• Edição 120
  • 3 de abril de 2008

Ciência e Vida

Queratina em pena de galinha: utilidade vinda do lixo

Priscila Biancovilli

Uma pesquisa do Instituto de Microbiologia da UFRJ apresentou uma nova utilidade a um material até então descartado pela indústria avícola. As penas de galinha, resíduo agro-industrial de baixa importância, agora podem ser aproveitadas sob diversas formas. Levando-se em conta que o Brasil é o maior exportador de frango do mundo, e terceiro maior produtor, pode-se ter uma idéia mais ampla da dimensão de lixo produzido diariamente, e a importância que uma pesquisa desta linha traz para a indústria brasileira e a sociedade como um todo. 

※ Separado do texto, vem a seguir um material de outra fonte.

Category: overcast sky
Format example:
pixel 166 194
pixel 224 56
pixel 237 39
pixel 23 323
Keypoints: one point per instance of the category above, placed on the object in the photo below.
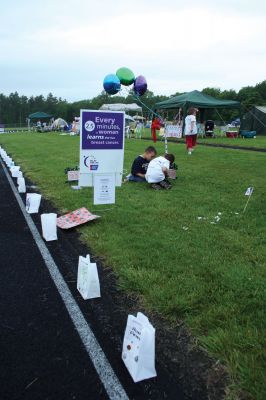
pixel 67 46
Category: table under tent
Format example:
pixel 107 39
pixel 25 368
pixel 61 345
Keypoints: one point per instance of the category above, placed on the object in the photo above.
pixel 198 100
pixel 254 122
pixel 38 116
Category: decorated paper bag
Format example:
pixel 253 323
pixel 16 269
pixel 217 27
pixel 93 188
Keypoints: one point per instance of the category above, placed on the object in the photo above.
pixel 88 280
pixel 21 185
pixel 49 228
pixel 33 201
pixel 139 348
pixel 172 174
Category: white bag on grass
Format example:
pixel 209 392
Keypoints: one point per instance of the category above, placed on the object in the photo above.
pixel 19 175
pixel 88 280
pixel 14 171
pixel 139 348
pixel 21 185
pixel 49 227
pixel 33 201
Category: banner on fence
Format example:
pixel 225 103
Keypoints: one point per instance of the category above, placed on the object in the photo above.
pixel 173 131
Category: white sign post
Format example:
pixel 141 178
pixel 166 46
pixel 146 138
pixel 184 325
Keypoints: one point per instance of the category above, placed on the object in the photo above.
pixel 104 189
pixel 101 145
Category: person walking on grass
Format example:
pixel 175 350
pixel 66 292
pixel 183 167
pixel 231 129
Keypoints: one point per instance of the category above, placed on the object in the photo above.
pixel 191 129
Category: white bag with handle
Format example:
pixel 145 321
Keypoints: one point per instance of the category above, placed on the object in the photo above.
pixel 88 280
pixel 14 171
pixel 21 185
pixel 33 201
pixel 139 348
pixel 19 175
pixel 49 227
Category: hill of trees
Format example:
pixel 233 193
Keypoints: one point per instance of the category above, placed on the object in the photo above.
pixel 14 109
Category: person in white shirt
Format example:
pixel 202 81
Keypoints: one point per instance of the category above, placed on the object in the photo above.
pixel 158 170
pixel 191 129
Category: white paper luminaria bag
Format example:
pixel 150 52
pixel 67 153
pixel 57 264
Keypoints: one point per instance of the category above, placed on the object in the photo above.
pixel 19 175
pixel 49 227
pixel 88 280
pixel 139 348
pixel 21 185
pixel 14 171
pixel 33 201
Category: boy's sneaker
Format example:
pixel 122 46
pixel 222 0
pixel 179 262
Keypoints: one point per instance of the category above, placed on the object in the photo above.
pixel 156 186
pixel 165 185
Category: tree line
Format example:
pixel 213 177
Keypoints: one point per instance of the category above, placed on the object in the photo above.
pixel 14 109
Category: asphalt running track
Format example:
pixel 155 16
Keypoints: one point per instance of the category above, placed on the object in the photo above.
pixel 42 352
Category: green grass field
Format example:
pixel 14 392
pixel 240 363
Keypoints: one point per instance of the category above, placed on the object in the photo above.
pixel 259 142
pixel 212 276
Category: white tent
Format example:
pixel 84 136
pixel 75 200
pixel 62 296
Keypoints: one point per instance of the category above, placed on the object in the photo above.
pixel 121 107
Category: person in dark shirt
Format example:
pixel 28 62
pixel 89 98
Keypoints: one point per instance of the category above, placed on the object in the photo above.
pixel 140 165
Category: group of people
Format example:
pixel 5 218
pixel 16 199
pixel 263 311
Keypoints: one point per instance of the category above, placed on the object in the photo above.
pixel 190 130
pixel 154 170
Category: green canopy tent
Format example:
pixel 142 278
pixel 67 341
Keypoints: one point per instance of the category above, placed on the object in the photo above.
pixel 255 120
pixel 195 99
pixel 39 115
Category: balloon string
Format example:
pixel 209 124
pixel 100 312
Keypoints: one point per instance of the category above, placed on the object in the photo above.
pixel 144 105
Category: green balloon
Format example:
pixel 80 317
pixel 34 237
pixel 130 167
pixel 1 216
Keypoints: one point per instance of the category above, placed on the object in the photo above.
pixel 125 75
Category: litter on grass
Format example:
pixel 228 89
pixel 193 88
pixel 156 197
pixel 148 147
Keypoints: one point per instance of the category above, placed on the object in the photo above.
pixel 75 218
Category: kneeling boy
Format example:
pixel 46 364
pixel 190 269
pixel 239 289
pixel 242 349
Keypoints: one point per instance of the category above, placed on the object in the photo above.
pixel 140 165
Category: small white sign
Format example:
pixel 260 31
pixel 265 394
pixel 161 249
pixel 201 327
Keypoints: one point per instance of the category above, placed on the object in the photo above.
pixel 104 189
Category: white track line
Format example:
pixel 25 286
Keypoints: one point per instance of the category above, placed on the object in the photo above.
pixel 106 373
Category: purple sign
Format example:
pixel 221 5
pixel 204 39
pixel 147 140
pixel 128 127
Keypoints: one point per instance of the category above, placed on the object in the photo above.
pixel 102 130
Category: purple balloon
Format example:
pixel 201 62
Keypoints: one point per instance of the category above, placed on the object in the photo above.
pixel 140 85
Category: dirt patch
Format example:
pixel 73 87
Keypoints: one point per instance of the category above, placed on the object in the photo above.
pixel 184 370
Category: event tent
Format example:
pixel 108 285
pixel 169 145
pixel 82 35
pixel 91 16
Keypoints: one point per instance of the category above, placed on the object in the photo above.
pixel 39 115
pixel 121 107
pixel 255 120
pixel 195 99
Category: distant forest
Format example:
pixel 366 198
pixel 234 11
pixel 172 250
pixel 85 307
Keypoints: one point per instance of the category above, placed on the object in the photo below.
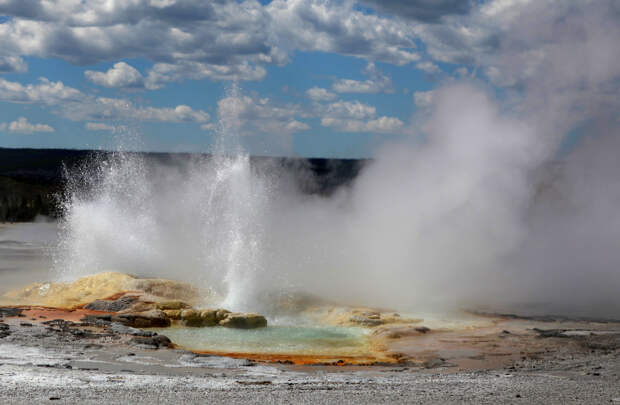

- Essa pesquisa surgiu através da nossa vontade de começar a trabalhar em algo aplicado, de importância para a sociedade e o país. Claro que toda pesquisa básica é importantíssima também, pois dela surgem outras descobertas relevantes. No entanto, já havíamos trabalhado em uma série de pesquisas básicas, estava na hora de inovar -, explica Alane Beatriz Vermelho, professora do Instituto de Microbiologia – Laboratório Proteases de Microrganismos - e coordenadora da pesquisa.

Produção da queratina

O grande trunfo deste trabalho está na descoberta de microrganismos que conseguem “quebrar” a queratina da pena de galinha (num processo chamado cientificamente de hidrólise) e então produzir uma série de derivados a partir dele. A queratina é uma estrutura bastante rígida. Por se tratar de uma proteína de proteção (encontrada nos cabelos, unhas, cascos, escamas, penas), resiste fortemente às enzimas digestivas.

Alguns produtos já são fabricados com pena de galinha, como por exemplo, a farinha que gera uma ração e se torna alimento para as próprias aves. “Entretanto, este material não possui nenhum valor nutritivo significante, pois a queratina é muito difícil de ser digerida. Basicamente, este processo é feito para reciclar as penas, porque se considerarmos os termos nutricionais podemos ver que a contribuição é pequena”, afirma a professora.

- Quando visitei a indústria avícola Rica, recolhi todo o lixo produzido pelas aves (incluindo penas e restos da farinha) e selecionamos alguns microorganismos capazes de degradar a pena -, continua. Esta é uma coleção que cresce a cada dia. Parte dela já está depositada na Fundação Oswaldo Cruz. Estes microorganismos (bactérias e leveduras) possuem uma enzima chamada queratinase, capaz de quebrar a queratina da pena e possibilitar sua absorção pelo organismo.

Benefícios

Este material “quebrado” (ou hidrolisado) possui uma série de aplicações biotecnológicas. “Temos uma aluna que desenvolve uma pesquisa com Biofilmes, um material semelhante ao plástico que pode ser utilizado como curativo, ser moldado para se transformar em utensílios domésticos, entre outras funções. Nos Estados Unidos, os biofilmes são usados até mesmo como filtros de ar condicionado”, enumera Alane. A vantagem deste plástico está sobretudo em seu poder de biodegradação. O plástico derivado do petróleo leva décadas até ser totalmente decomposto pela natureza. Outra vantagem é que, além de ser moldado para a fabricação de utensílios, existe também uma possibilidade de ele ser aplicado na pele para facilitar a absorção de medicamentos. “Queremos fazer um teste com substâncias cicatrizantes envolvidas neste biofilme, para avaliar o que acontece”, explica a professora.

Nos Estados Unidos, um tipo de enzima (queratinase) já é comercializada industrialmente com o propósito de quebrar a queratina da ração de pena de aves e permitir a digestão do alimento pelas aves.

- Outra pesquisa que desenvolvemos também envolve a seleção de microrganismos mutantes, com maior capacidade de queratinase. Através da mutagênese, selecionamos novas estirpes com a capacidade aumentada de degradar as penas -, esclarece Alane.

Além de todos estes trabalhos, existe, também, o estudo da compostagem – produção de adubo. A cama de frango (basicamente, sujeira de galinheiro – penas, aves mortas e excretas) é tóxica, repleta de bactérias patogênicas. Este é um lixo muito problemático na indústria agrícola, e o Brasil vem crescendo vertiginosamente nesta produção. “Atualmente, a compostagem deste material é feita sem microrganismos, de forma química. Leva-se em torno de 100 a 120 dias para que tudo se transforme em adubo. Considerando que hoje há toneladas deste lixo por dia, este tempo com certeza precisa ser diminuído. A compostagem de boa qualidade necessita primordialmente de microrganismos, porém a indústria agrícola não tem muita ligação com a nossa área”, afirma a professora.